Drones were prohibited in other national parks earlier this year after complaints regarding noise and an episode involving young sheep getting separated from adults. In May, the agency said that drones were banned in Yosemite National Park because an increased number of visitors had been using drones to film climbers and capture other aerial footage. Drones would not be allowed because they could disturb visitors, adversely impact wildlife in the area and potentially interfere with emergency rescues, the Park Service said.
Jarvis said that the new rules are only temporary and will prohibit drone use until the agency can figure out a policy to serve the parks as well as the visitors. Of course, the Park Service notes that the process of figuring out drone-related regulations could “take considerable time.” Any permits already issued for unmanned aircraft have been suspended and need to be reviewed and approved again.
While the rules are in effect, drones cannot be launched from, landed in or flown over the land or water overseen by the agency, which manages 84 million acres of land and 4.5 million acres of oceans, lakes and reservoirs.
There is an exception: The agency says it may still use unmanned aircraft for certain things, like scientific studies, search and rescue operations and fire-related situations.
Earlier this month, the Federal Aviation Administration announced that it had approved the first commercial drone flights over land.
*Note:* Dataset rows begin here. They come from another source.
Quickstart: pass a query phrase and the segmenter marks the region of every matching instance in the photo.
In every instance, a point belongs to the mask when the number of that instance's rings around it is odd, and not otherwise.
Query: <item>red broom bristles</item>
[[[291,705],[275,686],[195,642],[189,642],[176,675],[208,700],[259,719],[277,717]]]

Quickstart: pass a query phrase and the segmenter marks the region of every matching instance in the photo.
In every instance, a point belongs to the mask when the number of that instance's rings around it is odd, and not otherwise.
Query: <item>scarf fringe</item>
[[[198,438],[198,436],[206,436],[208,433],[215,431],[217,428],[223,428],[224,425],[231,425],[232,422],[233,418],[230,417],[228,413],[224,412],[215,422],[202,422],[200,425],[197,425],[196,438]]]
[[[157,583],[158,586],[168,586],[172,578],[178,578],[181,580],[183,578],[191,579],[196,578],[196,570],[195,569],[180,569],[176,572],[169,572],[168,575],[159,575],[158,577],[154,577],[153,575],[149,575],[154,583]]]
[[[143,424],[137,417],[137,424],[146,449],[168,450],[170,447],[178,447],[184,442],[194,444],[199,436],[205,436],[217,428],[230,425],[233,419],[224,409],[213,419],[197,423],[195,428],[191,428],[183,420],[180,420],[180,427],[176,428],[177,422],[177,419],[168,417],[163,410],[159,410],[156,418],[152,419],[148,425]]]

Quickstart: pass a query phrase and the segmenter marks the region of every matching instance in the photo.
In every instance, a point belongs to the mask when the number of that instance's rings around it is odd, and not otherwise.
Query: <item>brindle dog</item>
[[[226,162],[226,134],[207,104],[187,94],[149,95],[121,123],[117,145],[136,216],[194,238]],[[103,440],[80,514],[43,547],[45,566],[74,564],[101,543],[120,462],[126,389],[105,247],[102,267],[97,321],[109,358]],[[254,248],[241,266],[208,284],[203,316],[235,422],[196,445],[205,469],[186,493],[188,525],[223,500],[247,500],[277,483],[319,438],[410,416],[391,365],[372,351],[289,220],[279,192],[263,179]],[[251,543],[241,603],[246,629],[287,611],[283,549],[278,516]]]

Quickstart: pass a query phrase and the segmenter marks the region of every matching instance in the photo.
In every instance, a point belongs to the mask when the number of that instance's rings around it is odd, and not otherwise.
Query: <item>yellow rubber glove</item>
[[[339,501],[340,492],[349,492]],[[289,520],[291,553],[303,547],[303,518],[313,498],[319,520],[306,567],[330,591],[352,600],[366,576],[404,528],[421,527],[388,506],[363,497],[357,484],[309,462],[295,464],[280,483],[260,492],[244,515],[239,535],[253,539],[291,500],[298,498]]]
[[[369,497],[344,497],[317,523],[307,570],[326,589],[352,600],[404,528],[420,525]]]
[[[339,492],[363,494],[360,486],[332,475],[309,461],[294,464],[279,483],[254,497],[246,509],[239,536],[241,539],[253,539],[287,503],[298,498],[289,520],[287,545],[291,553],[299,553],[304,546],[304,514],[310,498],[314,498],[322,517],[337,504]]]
The FAA has said that fully integrating drones into the airspace over the United States will take years. It has selected sites across the country where drones will fly in specially-designated airspace to test things like the impact on air traffic control and links between drones and controllers.
The National Park Service’s drone announcement arrived the same day that The Post released the first part of an investigation into military drone crashes. Since 2001, more than 400 large U.S. military drones have crashed around the world, hitting houses, farms, runways, highways and even an Air Force transport plane that was in the air, reports Craig Whitlock. Nearly a quarter of the most severe crashes occurred in the U.S.